Remember to always turn off decorative holiday lights before going to bed or leaving home. A timer can help make sure this happens.
Also, take care to not overload extension cords or outlets. Electric overloads can cause shocks and start fires.
Ensure that fresh-cut trees as well as artificial ones are placed away from heat sources such as registers, fireplaces, radiators, and televisions; and water a fresh-cut tree frequently.
During the holiday season your home may see increased traffic, including children and pets. Make sure all electric cords are out of high-traffic pathways and areas. Do not run cords through doorways or hide them under rugs or carpets. Do not let children or pets play with light strands or electrical decorations.
The kitchen can be one of the busiest rooms in the house with cooking and baking of holiday treats.
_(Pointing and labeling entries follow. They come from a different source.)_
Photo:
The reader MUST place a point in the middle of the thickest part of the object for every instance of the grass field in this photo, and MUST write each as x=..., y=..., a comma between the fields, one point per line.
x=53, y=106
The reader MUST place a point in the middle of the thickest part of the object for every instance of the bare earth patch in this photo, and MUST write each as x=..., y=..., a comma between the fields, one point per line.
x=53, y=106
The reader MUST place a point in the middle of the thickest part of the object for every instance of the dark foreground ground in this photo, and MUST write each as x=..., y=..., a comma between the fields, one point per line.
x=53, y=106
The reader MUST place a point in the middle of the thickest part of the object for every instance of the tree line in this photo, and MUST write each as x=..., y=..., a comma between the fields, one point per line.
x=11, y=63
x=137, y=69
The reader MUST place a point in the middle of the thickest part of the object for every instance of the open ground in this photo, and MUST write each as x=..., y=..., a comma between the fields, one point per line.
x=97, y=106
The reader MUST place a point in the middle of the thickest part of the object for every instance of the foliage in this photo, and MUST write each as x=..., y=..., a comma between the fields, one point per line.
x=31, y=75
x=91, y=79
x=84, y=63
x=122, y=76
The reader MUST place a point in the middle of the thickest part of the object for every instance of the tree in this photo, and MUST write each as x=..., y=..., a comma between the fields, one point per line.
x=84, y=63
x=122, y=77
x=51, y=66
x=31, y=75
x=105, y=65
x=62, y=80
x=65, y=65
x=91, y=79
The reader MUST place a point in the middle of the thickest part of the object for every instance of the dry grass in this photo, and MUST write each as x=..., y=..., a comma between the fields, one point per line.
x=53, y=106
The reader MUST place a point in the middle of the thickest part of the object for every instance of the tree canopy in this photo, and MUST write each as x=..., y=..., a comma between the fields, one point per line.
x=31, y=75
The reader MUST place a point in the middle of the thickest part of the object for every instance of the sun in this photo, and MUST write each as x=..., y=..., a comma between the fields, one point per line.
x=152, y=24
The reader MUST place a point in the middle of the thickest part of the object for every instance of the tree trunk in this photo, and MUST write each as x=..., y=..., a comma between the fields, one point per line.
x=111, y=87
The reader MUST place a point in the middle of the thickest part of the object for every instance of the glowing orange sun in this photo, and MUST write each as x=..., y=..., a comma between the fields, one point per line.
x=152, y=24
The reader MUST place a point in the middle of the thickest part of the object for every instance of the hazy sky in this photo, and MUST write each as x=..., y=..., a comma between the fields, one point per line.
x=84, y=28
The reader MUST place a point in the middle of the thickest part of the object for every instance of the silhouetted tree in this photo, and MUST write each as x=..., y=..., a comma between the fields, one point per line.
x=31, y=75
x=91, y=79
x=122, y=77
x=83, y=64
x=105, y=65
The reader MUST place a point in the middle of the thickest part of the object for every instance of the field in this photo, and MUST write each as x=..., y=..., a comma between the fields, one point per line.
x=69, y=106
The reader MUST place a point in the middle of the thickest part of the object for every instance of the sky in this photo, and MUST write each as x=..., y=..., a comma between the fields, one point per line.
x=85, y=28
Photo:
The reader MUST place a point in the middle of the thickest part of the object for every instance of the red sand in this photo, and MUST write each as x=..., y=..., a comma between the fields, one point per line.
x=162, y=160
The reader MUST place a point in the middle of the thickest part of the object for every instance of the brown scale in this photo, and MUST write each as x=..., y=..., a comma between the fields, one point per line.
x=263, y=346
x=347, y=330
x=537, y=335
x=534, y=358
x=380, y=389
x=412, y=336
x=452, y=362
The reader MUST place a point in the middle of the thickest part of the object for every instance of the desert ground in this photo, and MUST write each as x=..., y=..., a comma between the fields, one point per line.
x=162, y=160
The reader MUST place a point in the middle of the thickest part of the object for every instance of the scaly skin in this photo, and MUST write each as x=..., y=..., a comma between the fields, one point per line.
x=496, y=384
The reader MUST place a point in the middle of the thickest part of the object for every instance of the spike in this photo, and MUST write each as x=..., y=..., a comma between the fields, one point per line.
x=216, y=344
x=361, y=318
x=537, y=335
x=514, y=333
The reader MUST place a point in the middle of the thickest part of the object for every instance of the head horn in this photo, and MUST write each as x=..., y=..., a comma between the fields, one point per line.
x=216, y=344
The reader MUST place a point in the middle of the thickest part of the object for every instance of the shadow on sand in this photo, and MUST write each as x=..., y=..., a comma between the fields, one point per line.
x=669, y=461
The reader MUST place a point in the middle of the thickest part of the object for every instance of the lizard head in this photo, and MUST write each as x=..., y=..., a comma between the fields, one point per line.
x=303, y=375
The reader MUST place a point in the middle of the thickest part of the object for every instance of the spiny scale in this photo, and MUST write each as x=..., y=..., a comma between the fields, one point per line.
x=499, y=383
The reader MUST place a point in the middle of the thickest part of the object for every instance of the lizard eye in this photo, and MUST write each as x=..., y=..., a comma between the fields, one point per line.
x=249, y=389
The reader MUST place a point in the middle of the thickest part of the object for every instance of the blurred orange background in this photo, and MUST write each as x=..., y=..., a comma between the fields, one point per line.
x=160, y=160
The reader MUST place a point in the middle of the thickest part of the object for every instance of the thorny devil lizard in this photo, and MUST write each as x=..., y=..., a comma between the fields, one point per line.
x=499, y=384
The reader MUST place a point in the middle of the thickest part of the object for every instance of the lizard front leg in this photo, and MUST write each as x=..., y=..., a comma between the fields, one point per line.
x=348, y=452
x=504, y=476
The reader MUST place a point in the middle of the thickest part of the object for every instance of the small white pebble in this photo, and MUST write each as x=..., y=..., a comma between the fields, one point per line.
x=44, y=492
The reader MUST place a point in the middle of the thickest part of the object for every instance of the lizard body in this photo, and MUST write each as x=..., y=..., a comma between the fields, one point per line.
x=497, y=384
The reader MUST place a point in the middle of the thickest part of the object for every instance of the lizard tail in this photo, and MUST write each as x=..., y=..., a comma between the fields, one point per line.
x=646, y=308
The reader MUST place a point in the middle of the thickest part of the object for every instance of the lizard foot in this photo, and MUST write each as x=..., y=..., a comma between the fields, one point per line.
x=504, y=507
Here are some tips to remember when working in the kitchen:
- Stay focused and attentive to baking, brewing, and simmering foods.
- Keep cooking areas clean and clear of grease.
- Do not leave combustible items, such as towels or pot holders, near the stove top.
- Never plug more than one high-wattage appliance into a single outlet.
- Make sure outlets near sinks are equipped with GFCIs.
- Always have a working fire extinguisher on hand, and know how to operate it.
If you are traveling for the holidays, please drive safely. If you get into an accident with a utility pole, the safest place is almost always in the vehicle. A downed line does not need to be sparking to be energized. Always assume all low and downed lines are energized and dangerous. Call 911 to have the utility notified immediately.
Only exit the vehicle if it is on fire. To do so safely, jump clear of it with your feet together and without touching the vehicle and ground at the same time. Keep your feet together, and shuffle or “bunny hop” to safety.